On day two of Spectra, the online conference focusing on reputation management, Deia Campanelli, Chief Communications Officer and Head of Sustainability at Wabtec Corporation, addressed the importance of purpose in driving culture.
Labelling purpose as one of the most powerful tools of organisation, she explained, “At its most basic level, purpose expresses what an organisation inspires to be or do. At its most advanced level, it becomes the expression of how an organisation intends to evolve or transform. I think that purpose is not passive; it’s not even linear – it is transformational and reaps such rewards when promoted in its truest form.”

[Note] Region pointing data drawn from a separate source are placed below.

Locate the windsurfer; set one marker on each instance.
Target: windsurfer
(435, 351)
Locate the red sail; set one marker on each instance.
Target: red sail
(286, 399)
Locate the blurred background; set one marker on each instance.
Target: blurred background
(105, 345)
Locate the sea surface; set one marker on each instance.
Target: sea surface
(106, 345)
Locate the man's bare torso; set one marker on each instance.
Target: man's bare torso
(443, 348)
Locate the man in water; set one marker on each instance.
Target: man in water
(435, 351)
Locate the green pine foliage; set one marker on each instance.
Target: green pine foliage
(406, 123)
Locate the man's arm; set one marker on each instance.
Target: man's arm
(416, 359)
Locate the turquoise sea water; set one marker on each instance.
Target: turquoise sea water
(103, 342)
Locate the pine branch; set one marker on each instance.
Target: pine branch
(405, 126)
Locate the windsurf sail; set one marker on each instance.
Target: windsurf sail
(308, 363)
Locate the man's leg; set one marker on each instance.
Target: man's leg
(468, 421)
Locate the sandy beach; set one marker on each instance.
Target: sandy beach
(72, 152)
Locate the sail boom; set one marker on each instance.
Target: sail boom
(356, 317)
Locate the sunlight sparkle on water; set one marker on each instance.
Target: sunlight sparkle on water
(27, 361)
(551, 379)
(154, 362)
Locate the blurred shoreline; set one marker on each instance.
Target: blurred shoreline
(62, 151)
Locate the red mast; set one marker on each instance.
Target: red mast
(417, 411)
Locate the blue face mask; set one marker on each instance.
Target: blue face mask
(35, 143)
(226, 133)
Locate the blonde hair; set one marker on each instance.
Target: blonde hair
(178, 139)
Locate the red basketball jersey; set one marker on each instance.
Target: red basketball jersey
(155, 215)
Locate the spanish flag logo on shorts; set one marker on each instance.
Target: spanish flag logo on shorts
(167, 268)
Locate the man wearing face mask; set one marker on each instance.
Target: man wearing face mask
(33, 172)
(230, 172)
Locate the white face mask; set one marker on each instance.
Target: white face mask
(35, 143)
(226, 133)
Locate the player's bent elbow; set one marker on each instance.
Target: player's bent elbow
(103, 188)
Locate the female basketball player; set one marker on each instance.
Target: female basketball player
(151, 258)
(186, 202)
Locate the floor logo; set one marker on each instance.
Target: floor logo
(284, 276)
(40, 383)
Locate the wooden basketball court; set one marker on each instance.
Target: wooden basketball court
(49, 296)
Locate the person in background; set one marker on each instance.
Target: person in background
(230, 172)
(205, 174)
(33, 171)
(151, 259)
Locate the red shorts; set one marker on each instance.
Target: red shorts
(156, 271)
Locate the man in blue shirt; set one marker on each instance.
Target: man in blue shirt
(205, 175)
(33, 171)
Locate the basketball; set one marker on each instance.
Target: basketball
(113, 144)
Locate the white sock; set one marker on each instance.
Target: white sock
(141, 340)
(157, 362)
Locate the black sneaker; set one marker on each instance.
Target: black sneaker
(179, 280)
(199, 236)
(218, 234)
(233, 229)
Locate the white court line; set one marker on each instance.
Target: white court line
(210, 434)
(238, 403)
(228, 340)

Citing examples of how companies like Microsoft and Apple work with purpose, helping transform the world, she said, “At its core, Microsoft is helping every person achieve more and in doing so, they are fundamentally re-thinking the way that business and partnerships work. Apple started making PCs in the 1970s and today is arguably one of the best-known companies selling billions of mobile phones that we can’t live without. They have also become the world’s largest music store. These companies and so many like them recognise that disruption is everywhere.”
Campanelli further added how businesses are chasing technologies that are evolving at an exponential rate of change every day. It’s companies that view transformation as an ethos that will write and change the future.
Creating a purposeful culture
Campanelli explained the three key pillars to building a purposeful culture in an organisation:
1. Compelling story
Storytelling doesn’t exist for mere entertainment; it connects and shapes feelings, beliefs, and actions in one’s mind. “People are focused on conveying the message they want people to know, without tapping into purpose and meaning to cultivate empathy,” she elaborated.
Herein, she mentioned Starbucks, a brand that could easily be described as a coffee company but has become so much more than that. It wants to be the place between home and one that provides safety, protection and comfort, a place that is inviting, community-oriented and where everyone is welcome.
2. Committed leaders
“More than two billion search results show up for ‘leadership’ on Google,” says Campanelli, emphasising that leaders are facing a really difficult task – looking to bridge the gap between what a company says and does.
According to her, “That say-do ratio is so important when it comes to purpose. When a company says that it’s committed to innovation, then employees expect the leaders of that company to make time, space and investment to make new ideas, even during a downturn. When a company says that it supports collaboration, then employees expect leaders to support cross-functional relationships. And if a company wants to move at the speed of the world around them, then you have to expect leaders to remove barriers, not create them. It’s when you have that disconnect between the message and the messenger that confusion, resentment and resignation set in. In that very moment, purpose fails.”
3. Employee belief
Campanelli stated that the third leg for purposeful behaviour is employee belief, the importance of symbols and rituals in reinforcing a company’s purpose.
“Employees believe in the purpose when it is supported by symbols that show progress and rituals that change behaviour. Symbols are one of the most powerful tools we have to demonstrate the truth behind what we are saying,” she states.
She believes that if a company states that its purpose is knowledge, then it needs to make appropriate spends on training and development to create the best and brightest people. “Everything is based around symbols, whether it’s hiring practices, budgets and investment choices. Even your office design tells a story and communicates symbolic messages. Symbols exist whether you communicate them or not,” she said. Campanelli believes that a company should not only create deliberate symbols but should also avoid or understand accidental ones that could work against the vision the leadership team are building.
“The flipside is rituals. Rituals can be designed in anything – they can be part of your onboarding process, they can be about how you give bonuses, how you conduct training and development. This is an area where we can be fun and creative as communicators. A great example of this: innovation was at the core of my previous company’s culture, so much so that the topic of failure –a taboo in some companies – was openly discussed and in so many ways it was even celebrated. This is because the company knew that creativity and innovation had to co-exist,” she says, in as she finishes.